WASHINGTON - What should be done to improve the regulation of the municipal market and what actually will be done are two very different matters.

As discussed in this column last week, the ideal way to protect investors and maintain confidence in the entire market would be to set up a system of mandatory disclosure that applies to all issuers and that subjects all market participants to a tough negligence standard.

But when faced with political reality, Congress and federal regulators will only apply a bandage to the current system.

Here's why.

First of all, not enough investors and taxpayers have been hurt by the current problems of insufficient disclosure and political influence peddling for Congress and regulators to take radical steps.

Secondly, there has not been enough publicity about problems in the market to convince rank-and-file members of Congress to repeal the Tower amendment, which prohibits the Securities and Exchange Commission from requiring registration of municipal securities and generally protects issuers from being told what to disclose. Even the slightly sensationalized cover story on munis last week in Business Week is unlikely to goad Congress to act.

The third and biggest reason for inaction will be the issuers themselves. Whatever volume of phone calls Congress gets from investors will be shouted down by calls from thousands of issuers who will argue that any form of mandatory disclosure will only drive up costs and impose a greater burden on taxpayers.

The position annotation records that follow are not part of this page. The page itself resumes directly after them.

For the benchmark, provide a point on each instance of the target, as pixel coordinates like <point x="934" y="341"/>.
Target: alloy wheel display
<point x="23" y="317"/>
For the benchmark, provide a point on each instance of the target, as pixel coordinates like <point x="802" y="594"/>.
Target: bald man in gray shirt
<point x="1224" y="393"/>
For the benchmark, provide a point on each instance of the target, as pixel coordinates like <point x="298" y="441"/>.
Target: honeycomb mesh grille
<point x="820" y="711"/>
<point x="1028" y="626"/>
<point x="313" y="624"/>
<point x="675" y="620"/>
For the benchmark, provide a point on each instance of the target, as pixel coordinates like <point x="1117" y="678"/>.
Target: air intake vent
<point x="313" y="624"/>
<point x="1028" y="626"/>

The likelihood of those calls has already had an effect.

Rep. John Dingell, D-Mich., the chairman of the House Energy and Commerce Committee, which controls securities legislation in the House, said on Aug. 5 that repealing Tower would impose "enormous" costs on issuers and "most of what needs to be done can be accomplished within the current regulatory structure."

Richard Roberts, an SEC commissioner who has become the champion of improving municipal disclosure, indicated two weeks ago that the SEC won't push for a repeal of Tower and, at best, may ask Congress to clarify that the commission has authority over municipal bond issues through its regulation of dealers.

At the same time, he said the SEC is likely to try to use its existing authority over dealers to indirectly force issuers to improve their disclosure practices. The commission would prohibit dealers from selling bonds to investors if they don't have current financial information about an issuer.

Meanwhile, the SEC and Congress are unlikely to try to do anything about political contributions and probably will stop at backing the Municipal Securities Rulemaking Board's proposals to control dealers' contributions to bond issuers.

In the end, the SEC, through the MSRB, is likely to tighten the regulation of dealers a little more and require them to do the job of forcing issuers to improve their disclosure.

Beyond that, probably not much will be done.